Proposal VDSM - Engine Data Statistics Retrieval
== VDSM <=> Engine data retrieval optimization ==
Motivation:
Currently the oVirt Engine is polling a lot of data from VDSM every 15 seconds. This should be optimized and the amount of data requested should be more specific.
For each VM the data currently contains much more information than actually needed which blows up the size of the XML content quite big. We could optimize this by splitting the reply on the getVmStats based on the needs of the engine into different requests. For this reason Omer Frenkel and me have split up the data into parts based on their usage.
Changes
New Verbs
getAllVmRuntimeStats
Get runtime information of all VMs Returns for each VM a map with UUID and a value of:
- @cpuSys Ratio of CPU time spent by qemu on other than guest time
- @cpuUser Ratio of CPU time spent by the guest VM
- @memUsage The percent of memory in use by the guest
- @elapsedTime The number of seconds that the VM has been running
- @status The current status of the given VM
- @statsAge The age of these statistics in seconds
- @hashes Hashes of several statistics and information around VMs
Hashes consists of:
- @info Hash for VmConfInfo data
- @config Hash of the VM configuration XML
- @status Hash of the VmStatusInfo data
- @guestDetails Hash of the VmGuestDetails data
getVmStatus
Get status information about a list of VMs Parameters:
- @vmIDs a list of UUIDs for VMs to query
Returns for each VM in vmIDs a map with UUID and a value of:
- timeOffset The time difference from host to the VM in seconds
- monitorResponse Indicates if the qemu monitor is responsive
- clientIp The IP address of the client connected to the display
- username the username associated with the current session
- session The current state of user interaction with the VM
- guestIPs A space separated string of assigned IPv4 addresses
- pauseCode Indicates the reason a VM has been paused
getVmConfInfo
Get configuration information about a list of VMs Parameters:
- @vmIDs a list of UUIDs for VMs to query
Returns for each VM in vmIDs a map with UUID and a value of:
- acpiEnable Indicates if ACPI is enabled inside the VM
- displayPort The port in use for unencrypted display data
- displaySecurePort The port in use for encrypted display data
- displayType The type of display in use
- displayIp The IP address to use for accessing the VM display
- pid The process ID of the underlying qemu process
- vmType The type of VM
- kvmEnable Indicates if KVM hardware acceleration is enabled
- cdrom optional The path to an ISO image used in the VM’s CD-ROM device
- boot optional An alias for the type of device used to boot the VM
getAllVmDeviceStats
VM device statistics containing information for getting statistics and SLA information Returns for each VM a map with UUID and a value of:
- memoryStats Memory statistics as reported by the guest agent
- balloonInfo Guest memory balloon information
- disksUsage Info about mounted filesystems as reported by the agent
- network Network bandwidth/utilization statistics
- disks Disk bandwidth/utilization statistics
getVmGuestDetails
Get details from the guest OS from a list of VMs Parameters:
- @vmIDs a list of UUIDs for VMs to query
Returns for each VM in vmIDs a map with UUID and a value of:
- appsList A list of installed applications with their versions
- netIfaces Network device address info as reported by the agent
Usage
Currently the engine is requesting currently every 3 seconds the vm list from each vdsm host and every 15 seconds all the data mentioned above for all VMs.

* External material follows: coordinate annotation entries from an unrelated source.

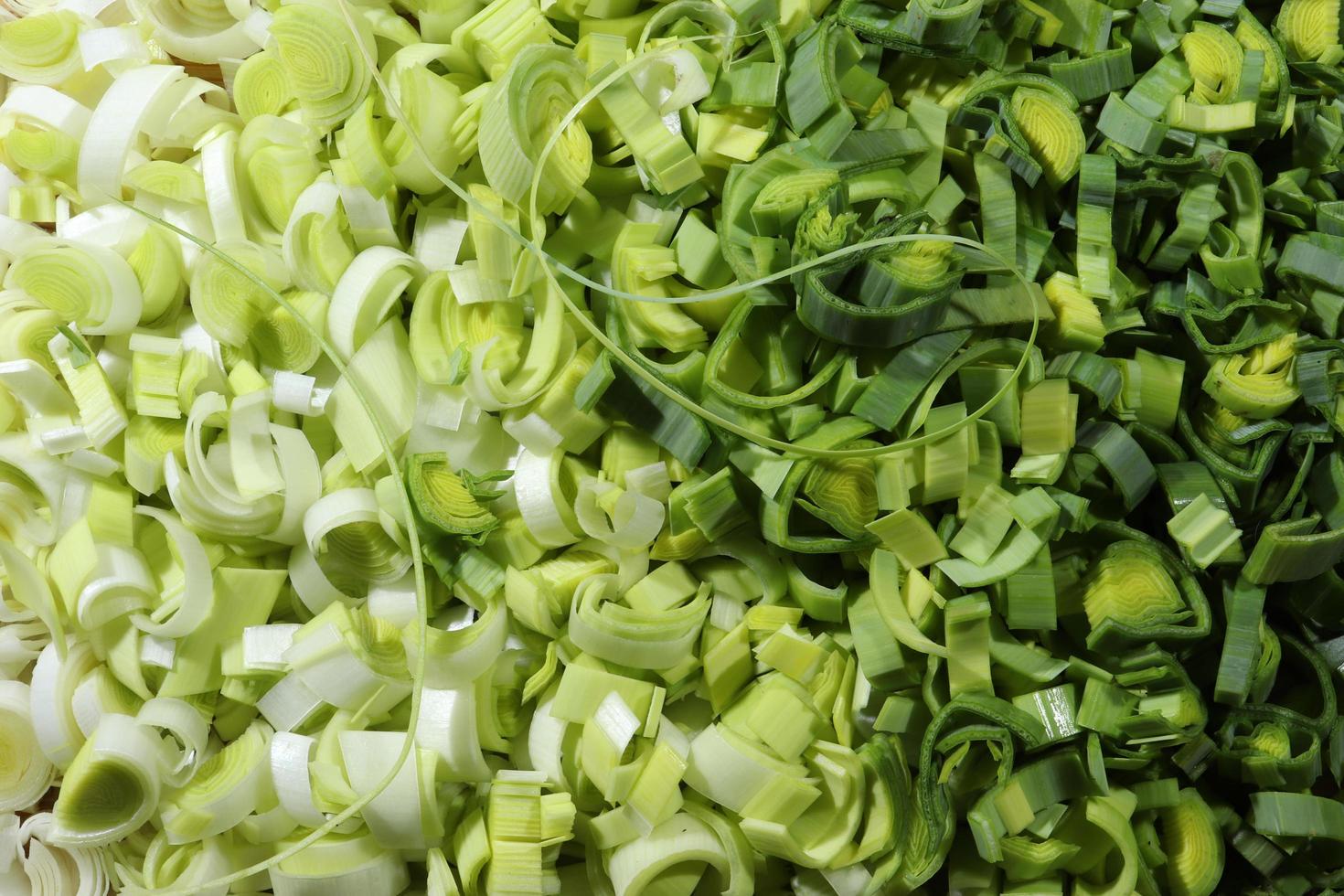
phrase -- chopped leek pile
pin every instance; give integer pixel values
(666, 449)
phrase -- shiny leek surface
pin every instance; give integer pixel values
(663, 449)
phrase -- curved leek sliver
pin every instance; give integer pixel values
(540, 85)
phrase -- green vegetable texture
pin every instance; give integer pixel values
(528, 448)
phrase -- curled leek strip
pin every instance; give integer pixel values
(655, 382)
(297, 845)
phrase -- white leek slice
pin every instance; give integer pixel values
(197, 31)
(140, 100)
(631, 521)
(25, 773)
(120, 583)
(680, 840)
(538, 493)
(289, 758)
(382, 367)
(340, 865)
(186, 736)
(366, 294)
(223, 792)
(457, 657)
(197, 587)
(448, 727)
(30, 589)
(59, 869)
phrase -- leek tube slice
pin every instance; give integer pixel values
(351, 861)
(326, 76)
(42, 48)
(26, 774)
(1052, 132)
(443, 498)
(1135, 592)
(112, 787)
(531, 98)
(225, 790)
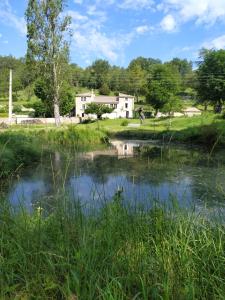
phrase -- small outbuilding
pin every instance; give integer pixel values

The change would be as follows:
The engine requests every 3 seconds getAllVmRuntimeStats from vdsm which will give the engine the most used data. If the engine has a mismatch of the hashes returned by getAllVmRuntimeStats it should request the data changed.
if hashes.info changed => request getVmConfInfo with all vmIDs on that host where the hash changed if hashes.status changed => request getVmStatus with all vmIDs on that host where the hash changed if hashes.guestDetails changed => request getVmGuestDetails with all vmIDs on that host where the hash changed
Request getAllVmDeviceStats periodically e.g. every 5 minutes, which should be sufficient for the DWH, in case it is not it could be even configurable.